Chaque cheval possède ses propres gènes, une alimentation particulière et une réaction différente à l’entraînement. C’est pour cela que certains chevaux développent leurs muscles rapidement, tandis que d’autres restent minces malgré les mêmes efforts
Pourquoi les chevaux ne développent pas tous leurs muscles de la même façon ?

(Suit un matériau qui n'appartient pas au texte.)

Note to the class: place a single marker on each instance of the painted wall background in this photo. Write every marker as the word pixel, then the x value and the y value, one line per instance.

Chaque cheval possède ses propres gènes, une alimentation particulière et une réaction différente à l’entraînement. C’est pour cela que certains chevaux développent leurs muscles rapidement, tandis que d’autres restent minces malgré les mêmes efforts. La science explique cette différence par plusieurs facteurs liés entre eux.
1- Le facteur génétique
Les gènes déterminent le type de fibres musculaires. Les chevaux de course, par exemple, ont surtout des fibres de type IIA et IIB, responsables de la force et de la puissance. Les chevaux d’endurance, eux, ont une plus grande proportion de fibres de type I, qui résistent à l’effort prolongé mais grossissent moins.
Source : Hinchcliff et al., Equine Exercise Physiology, 2013.
2- L’alimentation et les protéines
Les muscles ne se développent pas uniquement grâce à l’entraînement. Le cheval a besoin d’un apport suffisant en protéines contenant des acides aminés essentiels, notamment la lysine, la méthionine et la thréonine. Il lui faut aussi de l’énergie (glucides et graisses), ainsi que de la vitamine E et du sélénium, qui protègent les tissus musculaires contre l’oxydation.
Source : National Research Council (NRC, 2007) – Nutrient Requirements of Horses.
3- Le type d’entraînement
Un entraînement mal adapté provoque de la fatigue au lieu de développer les muscles. Les études montrent que la meilleure croissance musculaire s’obtient en combinant le travail d’endurance (comme la marche longue) avec des exercices de résistance (montée, traction ou travail dans l’eau).
Des périodes de repos suffisantes sont également indispensables pour permettre la récupération et la reconstruction des fibres musculaires.
Source : Clayton, Conditioning Sport Horses, 2016.
4- L’équilibre hormonal et métabolique
Les hormones comme la testostérone, la GH et l’IGF-1 jouent un rôle essentiel dans la construction musculaire. Un déséquilibre hormonal ou un trouble métabolique (comme le PPID ou un manque de cortisol) peut freiner la croissance musculaire, même avec une alimentation équilibrée.
Source : McCue et al., Equine Veterinary Journal, 2019.
5- La santé générale et la douleur cachée
Des douleurs dans les articulations, le dos ou les sabots peuvent amener le cheval à éviter d’utiliser certains muscles, ce qui entraîne leur affaiblissement progressif. Un entraînement équilibré et des soins préventifs réguliers sont essentiels pour maintenir la masse musculaire.
Source : TheHorse.com – “Muscle Loss in Horses: Causes and Prevention”, 2024.
Conclusion
Un cheval qui développe ses muscles rapidement n’est pas forcément plus fort. Son corps sait simplement mieux utiliser chaque calorie et chaque séance d’entraînement.
Le secret réside dans une alimentation équilibrée, un entraînement adapté, un repos suffisant et un suivi de santé régulier.